Toss in a spare tire that needed replaced, a deep clean, and a whole lot of time… Wanna guess if the customer reimbursed us? Exactly. You’re pretty smart.
🚗 Impound #2: Local Edition, Just as Messy
We get notified about another impound—this time right here in town. A Buick.
So we head to the impound lot, pay the fee, and bring it back. A few days later, the customer is out of jail and wants his car. We gave it back after he paid us back (plus a $50 admin fee) and showed proof of insurance. Why? Because honestly, the car wasn’t worth fighting over.
It was a rolling ashtray with door panels that looked like they had been smoked on, not in. Gallons—gallons—of half-empty alcohol containers, trash everywhere. If we took it to auction, it might not even fetch $200.
Sometimes it’s better to cut your losses… even if it stings.
🚓 Impound #3: Surprise! Another One!
Just when I thought we could breathe again, we get a call from the girlfriend of another customer—our Charger got impounded.

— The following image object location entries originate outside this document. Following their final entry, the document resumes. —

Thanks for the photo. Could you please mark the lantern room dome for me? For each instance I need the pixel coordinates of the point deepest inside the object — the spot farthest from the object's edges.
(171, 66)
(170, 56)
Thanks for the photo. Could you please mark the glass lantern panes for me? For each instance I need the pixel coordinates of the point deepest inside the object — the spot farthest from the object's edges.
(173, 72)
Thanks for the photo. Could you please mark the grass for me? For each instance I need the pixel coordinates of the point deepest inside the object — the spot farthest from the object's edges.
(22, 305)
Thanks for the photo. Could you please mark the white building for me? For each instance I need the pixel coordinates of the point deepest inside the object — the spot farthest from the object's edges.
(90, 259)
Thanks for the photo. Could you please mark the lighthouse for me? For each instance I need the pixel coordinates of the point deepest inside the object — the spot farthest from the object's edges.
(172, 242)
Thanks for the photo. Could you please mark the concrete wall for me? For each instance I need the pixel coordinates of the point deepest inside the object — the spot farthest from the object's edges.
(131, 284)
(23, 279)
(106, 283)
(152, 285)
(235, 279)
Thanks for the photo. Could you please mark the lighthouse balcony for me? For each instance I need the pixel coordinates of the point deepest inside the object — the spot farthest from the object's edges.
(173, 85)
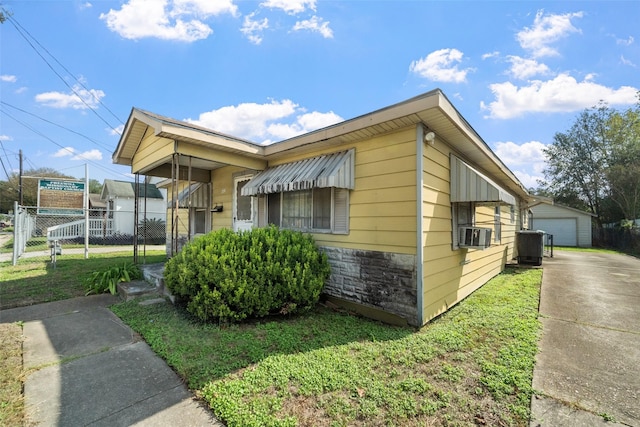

Now, here’s the kicker: the tow yard never told us, which they’re legally supposed to do within 72 hours. So we’re already several days behind, and the bill is already $455. Based on how this story is unfolding, we’re probably not seeing a dime of that money back either.
What did we get back? A wannabe cop car complete with black fire stickers on the sides—because obviously, that makes it go faster.
🤷♀️ The Bottom Line
Three impounds. One week. All preventable.
Here’s the real takeaway: most of this could’ve been avoided if people just followed basic instructions. Like, I don’t know… don’t loan a loaner to your felon boyfriend. Or maybe don’t turn your Buick into a frat house on wheels. Or—wild thought—drive legally and responsibly.
But hey. What do I know?
I just run the place.
When a Customer Screws Up… and Then Blames Us 🙃
You know what I love? (Insert sarcasm here.)
When a customer messes up their own payment and then turns around and comes at us like we robbed them. And yes, this has happened more than once. Unfortunately.
Let me break down one of the latest examples:
A customer was due for $85 on a Friday. They’re on autopay, but surprise surprise, the card gets declined. We try the card. We text, call, and email them to let them know—because hey, sometimes cards get locked, or funds are low, we get it. But guess what?
Crickets.
So we try again:
- Saturday – declined.
- Monday – declined.
- Tuesday – you guessed it, declined.
- Wednesday – still declined.
All while trying to reach out to them every time. Still nothing.
Then comes Thursday, and like magic, the $85 clears. 🎉 Hooray, right?
But wait… they’re on a weekly plan. So guess what? Friday, they’re due another $85. We run the card again—and it clears again! Double hooray!
Or so we thought.
Because shortly after that… I get THE MESSAGE.
“You overdrafted me! You ran my card back to back! I want it refunded immediately! This is unprofessional!”
Oh really?
So I send her every single attempt we made to run the card. I even logged into the Visa portal to pull the time-stamped logs showing exactly when each charge was declined and when they finally went through.
Then I nicely told her this:
“You owe us an apology. Don’t ever accuse someone of something unless you’re 100% sure. I won’t forget how you acted, and the perks you had—like your annual upgrade and early trade-in option—are now officially off the table. I don’t reward that kind of behavior.”
She never replied.
Funny how that works.
We all screw up and if we did something wrong, I would’ve been the first to bend over backwards and get it fixed for her. I would have apologized and owned up. I sometimes think you can tell when parents stopped grounding, spanking and in general punishing their children for bad behavior.